Friday, August 29, 2014

PPAT BERSTATUS MAGANG NOTARIS

Pesan yang hendak disampaikan dalam Pasal 1868 KUH Perdata tentang akta otentik harus dibuat atau dihadapan pejabat umum yang berkuasa untuk membuat  akta tersebut. Pejabat umum (openbaar ambtenaar) sebagai pejabat yang diangkat dan ditunjuk untuk membuat akta otentik antara lain adalah Notaris dan Pejabat Pembuat Akta Tanah (PPAT).
Kedua Jabatan umum ini, dalam sistem hukum di Indonesia dapat dipegang oleh satu orang, artinya seorang Notaris dapat sekaligus sebagai seorang PPAT dalam satu daerah kerja sama. Pasal 17 huruf (g) Perubahan UUJN mengatur bahwa Notaris dilarang merangkap jabatan sebagai Pejabat Pembuat Akta Tanah dan/atau Pejabat Lelang Kelas II di luar tempat kedudukan Notaris, artinya Notaris boleh merangkap jabatan sebagai PPAT asalkan di tempat kedudukan Notaris. Selain itu dalam Pasal 19 ayat 2 Perubahan UUJN mengatur bahwa Tempat kedudukan Notaris sebagai Pejabat Pembuat Akta Tanah wajib mengikuti tempat kedudukan Notaris.
Di sisi lain Pasal 1 angka 1 Peraturan Pemerintah Nomor 37 tahun 1998 tentang Peraturan Jabatan Pejabat Pembuat Akta Tanah mengatur bahwa Pejabat Pembuat Akta Tanah, selanjutnya disebut PPAT, adalah pejabat umum yang diberi kewenangan untuk membuat akta-akta otentik mengenai perbuatan hukum tertentu mengenai hak atas tanah atau Hak Milik Atas Satuan Rumah Susun.
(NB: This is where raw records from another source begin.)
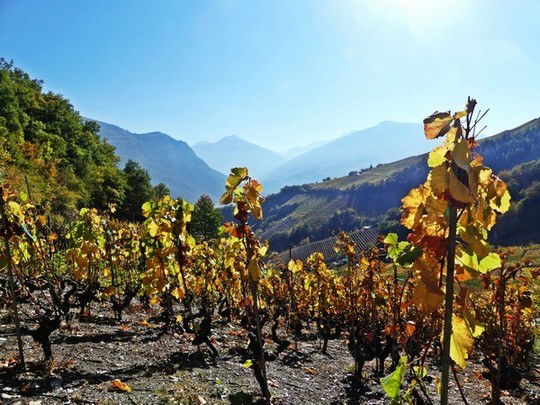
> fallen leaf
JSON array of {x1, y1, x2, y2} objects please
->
[{"x1": 109, "y1": 379, "x2": 131, "y2": 392}]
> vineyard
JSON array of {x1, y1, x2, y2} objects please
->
[{"x1": 0, "y1": 99, "x2": 540, "y2": 404}]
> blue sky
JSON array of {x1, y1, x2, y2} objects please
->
[{"x1": 0, "y1": 0, "x2": 540, "y2": 150}]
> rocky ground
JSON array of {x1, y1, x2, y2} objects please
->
[{"x1": 0, "y1": 307, "x2": 540, "y2": 405}]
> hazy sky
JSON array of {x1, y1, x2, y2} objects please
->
[{"x1": 0, "y1": 0, "x2": 540, "y2": 150}]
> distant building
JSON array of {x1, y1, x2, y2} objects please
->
[{"x1": 270, "y1": 226, "x2": 379, "y2": 264}]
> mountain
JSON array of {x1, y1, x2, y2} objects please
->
[
  {"x1": 256, "y1": 118, "x2": 540, "y2": 251},
  {"x1": 281, "y1": 141, "x2": 328, "y2": 160},
  {"x1": 193, "y1": 135, "x2": 285, "y2": 179},
  {"x1": 262, "y1": 121, "x2": 433, "y2": 192},
  {"x1": 96, "y1": 121, "x2": 225, "y2": 202}
]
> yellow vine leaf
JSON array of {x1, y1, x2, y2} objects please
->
[
  {"x1": 429, "y1": 165, "x2": 449, "y2": 194},
  {"x1": 148, "y1": 221, "x2": 159, "y2": 237},
  {"x1": 103, "y1": 286, "x2": 116, "y2": 298},
  {"x1": 287, "y1": 260, "x2": 303, "y2": 273},
  {"x1": 411, "y1": 258, "x2": 444, "y2": 313},
  {"x1": 428, "y1": 145, "x2": 448, "y2": 167},
  {"x1": 450, "y1": 315, "x2": 474, "y2": 368},
  {"x1": 452, "y1": 139, "x2": 471, "y2": 170},
  {"x1": 448, "y1": 169, "x2": 474, "y2": 203},
  {"x1": 424, "y1": 112, "x2": 454, "y2": 139},
  {"x1": 171, "y1": 287, "x2": 184, "y2": 300},
  {"x1": 248, "y1": 258, "x2": 261, "y2": 280}
]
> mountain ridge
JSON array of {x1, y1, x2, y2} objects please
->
[
  {"x1": 262, "y1": 121, "x2": 433, "y2": 193},
  {"x1": 256, "y1": 118, "x2": 540, "y2": 251},
  {"x1": 193, "y1": 135, "x2": 285, "y2": 177},
  {"x1": 89, "y1": 118, "x2": 225, "y2": 202}
]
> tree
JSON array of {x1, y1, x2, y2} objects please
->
[
  {"x1": 152, "y1": 183, "x2": 171, "y2": 200},
  {"x1": 189, "y1": 195, "x2": 223, "y2": 240},
  {"x1": 118, "y1": 160, "x2": 153, "y2": 221}
]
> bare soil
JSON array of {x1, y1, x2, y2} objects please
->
[{"x1": 0, "y1": 304, "x2": 540, "y2": 405}]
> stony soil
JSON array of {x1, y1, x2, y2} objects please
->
[{"x1": 0, "y1": 307, "x2": 540, "y2": 405}]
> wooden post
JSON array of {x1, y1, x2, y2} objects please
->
[
  {"x1": 0, "y1": 186, "x2": 24, "y2": 368},
  {"x1": 441, "y1": 199, "x2": 457, "y2": 405}
]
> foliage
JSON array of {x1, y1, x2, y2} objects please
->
[
  {"x1": 189, "y1": 195, "x2": 223, "y2": 240},
  {"x1": 0, "y1": 59, "x2": 125, "y2": 216},
  {"x1": 118, "y1": 160, "x2": 153, "y2": 221}
]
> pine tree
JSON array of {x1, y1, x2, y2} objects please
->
[{"x1": 189, "y1": 195, "x2": 223, "y2": 240}]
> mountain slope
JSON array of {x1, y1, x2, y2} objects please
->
[
  {"x1": 96, "y1": 121, "x2": 225, "y2": 202},
  {"x1": 257, "y1": 118, "x2": 540, "y2": 250},
  {"x1": 263, "y1": 121, "x2": 433, "y2": 192},
  {"x1": 193, "y1": 135, "x2": 285, "y2": 178}
]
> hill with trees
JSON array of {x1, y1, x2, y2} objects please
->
[
  {"x1": 261, "y1": 121, "x2": 432, "y2": 193},
  {"x1": 0, "y1": 60, "x2": 126, "y2": 218},
  {"x1": 0, "y1": 60, "x2": 173, "y2": 223},
  {"x1": 95, "y1": 121, "x2": 225, "y2": 202},
  {"x1": 257, "y1": 119, "x2": 540, "y2": 251}
]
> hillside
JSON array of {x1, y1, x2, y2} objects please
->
[
  {"x1": 262, "y1": 121, "x2": 433, "y2": 193},
  {"x1": 96, "y1": 121, "x2": 225, "y2": 202},
  {"x1": 193, "y1": 135, "x2": 285, "y2": 178},
  {"x1": 0, "y1": 58, "x2": 125, "y2": 215},
  {"x1": 257, "y1": 119, "x2": 540, "y2": 251}
]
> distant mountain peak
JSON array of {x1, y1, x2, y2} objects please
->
[
  {"x1": 193, "y1": 134, "x2": 285, "y2": 177},
  {"x1": 89, "y1": 118, "x2": 225, "y2": 202}
]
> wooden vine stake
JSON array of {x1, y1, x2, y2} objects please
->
[
  {"x1": 0, "y1": 184, "x2": 24, "y2": 368},
  {"x1": 220, "y1": 167, "x2": 270, "y2": 402},
  {"x1": 401, "y1": 98, "x2": 510, "y2": 405}
]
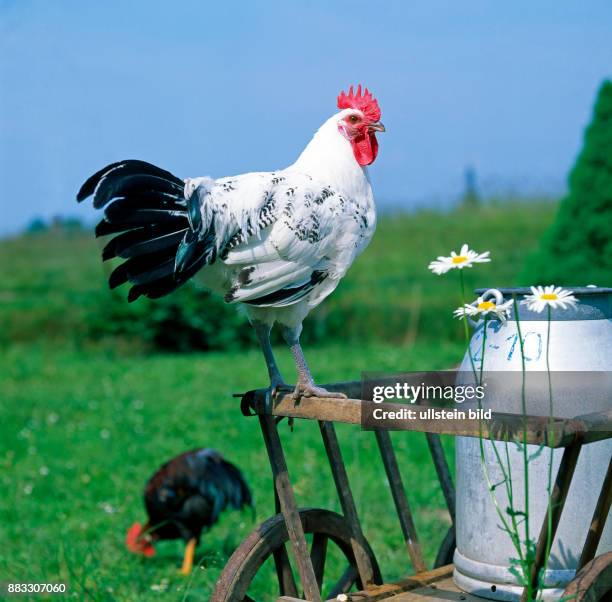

Pengangkat sebagai PPAT berdasarkan ketentuan yang diatur dalam Pasal 6 harus memenuhi serangkain syarat salah satunya adalah lulus ujian yang diselenggarakan oleh Kantor Menteri Negara Agraria/Badan Pertanahan Nasional. Ketentuandalam Pasal tersebut tidak mensyaratkan adanya ketentuan Magang untuk dapat diangkat sebagai PPAT.
Sebaliknya dalam Pasal 3 huruf (f) Perubahan UUJ 2014 mengatur bahwa Syarat untuk dapat diangkat menjadi Notaris salah satunya adalah telah menjalani magang atau nyata-nyata telah bekerja sebagai karyawan Notaris dalam waktu paling singkat 24 (dua puluh empat) bulan berturut-turut pada kantor Notaris atas prakarsa sendiri atau atas rekomendasi Organisasi Notaris setelah lulus strata dua kenotariatan.
Ketentuan Magang bagi Calon Notaris selama paling sedikit 24 bulan berturut-turut setelah lulus pendidikan setrata 2 Magister Kenotariatan dapat menimbulkan perbenturan ketentuan yang mengatur mengenai ketentuan dan syarat pengangkatan sebagai PPAT. Dimungkinkan seseorang yang telah diangkat sebagai PPAT namun masih berstatus Magang Notaris.
Kondisi demikian unik dan sangat tidak relevan dengan amanah yang hendak disampaikan dalam Pasal 1868 KUH Perdata yaitu sebagai Pejabat umum yang berwewenang dalam membuat Akta Otentik.